Orozco's attorney, Melissa Weiss-Riner, told the alternative weekly that Babeu's attorney and campaign manager, Christopher DeRose, raised the possibility of her client's deportation in a September phone conversation.
"That never happened," DeRose said. "Our only objective was to prevent another hacking incident, and the only thing I ever asked for was an agreement to refrain from doing so in the future."
In a phone interview, Weiss-Riner said the word "deportation" was not used. But she said DeRose told her that Orozco was in the country on an expired student visa, and it would be in his best interest to sign an agreement with the sheriff pledging not to discuss their relationship because it could embarrass Babeu.
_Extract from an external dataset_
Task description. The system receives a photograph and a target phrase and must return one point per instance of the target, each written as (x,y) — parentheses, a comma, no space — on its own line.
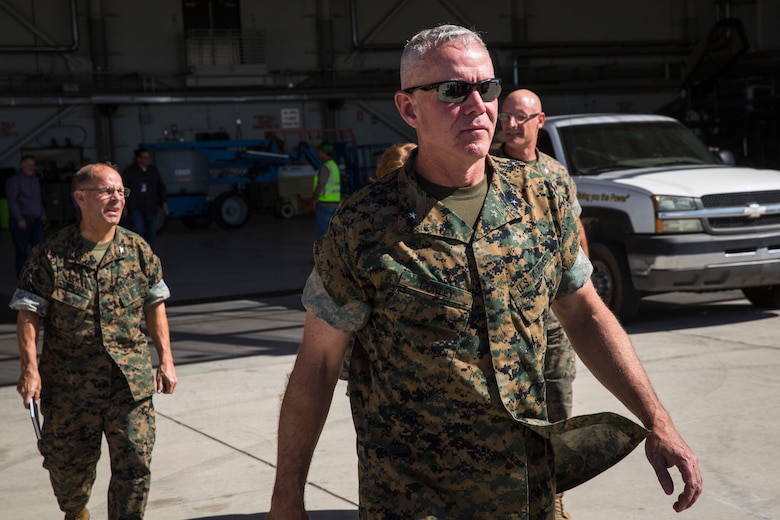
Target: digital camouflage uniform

"What he was saying is my client should be interested in that agreement because he is here illegally," said Weiss-Riner, who would not comment on Orozco's status. "You can take that for what you want."
The New Times published text messages it said were between the lovers, and sexually suggestive photos of the sheriff provided by Orozco. In one, Babeu has his hand in Orozco's open shirt. In another, Babeu stands before a mirror clad only in underpants.
Babeu paid an immediate political price. He resigned as Arizona co-chairman of Mitt Romney's presidential campaign. The GOP debate in Mesa would have given him another moment in the sun; no longer welcome, he did not attend.
The day after the story broke, Babeu held a news conference. All charges were false, he said, except for one: He is gay.
As he spoke, deputies, staff and elected officials stood behind him in solidarity. Eight spoke glowingly about his work and ethics. He is the only member of his department who is openly gay.
Like many gay men, the sheriff had been only half in the closet.
When he was in college, he said, he'd come out to family and friends. "I'm not ashamed of myself," he said. "I'm proud of who I am."
Raised a Catholic in Massachusetts, the 10th of 11 children, Babeu revealed in 1986 he'd been sexually abused by priests starting at age 11. He sued and won a settlement, becoming an advocate for victims. He said he was determined not to allow the experience to destroy him.
"I have used these experiences to triumph and temper my spiritual, my emotional steel," he said, adding that being outed was a relief. "I have had teenagers write to me, married men that are closeted, people who I know have disclosed very personal stuff."
Many Arizona journalists say they knew or suspected he was gay; an assignment editor at a local news station said that in the last year, his station had received photographs of Babeu in casual poses with men in social situations. But no outlet in a position to publish the story thought it was news. Babeu was not an opponent of gay rights, after all. And he could not discuss his sexual orientation because until September 2010, when he retired from the National Guard, he was subject to the government's "don't ask, don't tell" policy.